Long-time Cardinal assistant Lance Anderson, one of three coaches remaining from Jim Harbaugh's original 2007 staff, takes over as the new czar of the defense. With the losses of several crucial playmakers from 2013, including Shayne Skov, Trent Murphy, Ben Gardner and Ed Reynolds, many have wondered if the Stanford defense will be able to even come close to its performance from last season. However, by all accounts, Anderson's defense has dominated in training camp, which leads me to ask a different question: Where can Stanford's defense improve this season?
By almost any estimation, the defense was pretty darn good in 2013 and left little room for major improvement, but two areas stand out as slightly troubling: how the defense started games and how it finished them.
To look the defense's performance on it's opening drives, I made a quick table to complement Jack Blanchat's examination of the Stanford offense's opening drives back in June. Here are the results:
Stanford's relative struggles on opening drives were well-documented last season. Mason and several players mentioned that opposing teams tended to stray away from what they had shown on film. As a result, the Card gave up close to 42 yards per possession on opening drives.
Opponents respected the Stanford defense and adjusted accordingly. According to the website teamrankings.com, the Stanford defense faced a greater percentage of pass plays than any other team in the FBS, with 58% of all snaps as pass attempts. Obviously, this metric is heavily dependent on context; a great team like Stanford will likely jump out to a lead and force teams to play catch-up by airing it out. Playing teams like Washington State and Cal also helped that number. Nevertheless, one has to think that the 2.9 yards allowed per carry forced teams to rethink the game plan.
Almost all of the teams that had success against Stanford early picked up multiple first downs along the way. Mason relied heavily on a "bend but don't break" defensive philosophy last season, and the plan was very effective.
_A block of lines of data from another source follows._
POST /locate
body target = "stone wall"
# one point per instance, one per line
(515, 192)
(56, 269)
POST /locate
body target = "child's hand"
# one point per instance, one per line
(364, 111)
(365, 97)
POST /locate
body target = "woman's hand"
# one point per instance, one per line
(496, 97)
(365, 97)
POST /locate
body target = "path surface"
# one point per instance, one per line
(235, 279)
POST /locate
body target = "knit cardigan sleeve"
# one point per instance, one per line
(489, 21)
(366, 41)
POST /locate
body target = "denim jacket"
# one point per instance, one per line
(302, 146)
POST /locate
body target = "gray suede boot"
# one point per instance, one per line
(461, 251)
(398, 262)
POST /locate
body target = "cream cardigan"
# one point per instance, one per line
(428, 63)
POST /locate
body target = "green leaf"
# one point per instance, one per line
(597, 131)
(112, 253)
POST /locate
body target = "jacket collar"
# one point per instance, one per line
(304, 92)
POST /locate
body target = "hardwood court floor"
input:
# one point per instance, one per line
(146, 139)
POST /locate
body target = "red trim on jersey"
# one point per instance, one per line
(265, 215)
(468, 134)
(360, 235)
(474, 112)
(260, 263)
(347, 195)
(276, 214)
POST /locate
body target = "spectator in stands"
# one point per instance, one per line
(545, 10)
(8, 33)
Stanford rarely gave up the home-run play and allowed only 10.3 yards per completed pass, good for fifth in the nation. "Bend but don't break" starts to fall apart when teams are able to sustain drives and several opponents were able to do just that on their opening possessions.
This problem will likely continue to test the Cardinal in 2014. While the 2013 squad was caught off guard at times early in the game, Mason showed a tremendous gift for in-game adjustments. It remains to be seen if Anderson can respond as well, or if Stanford can perhaps tighten things up and shut the door on the opposition's first drive.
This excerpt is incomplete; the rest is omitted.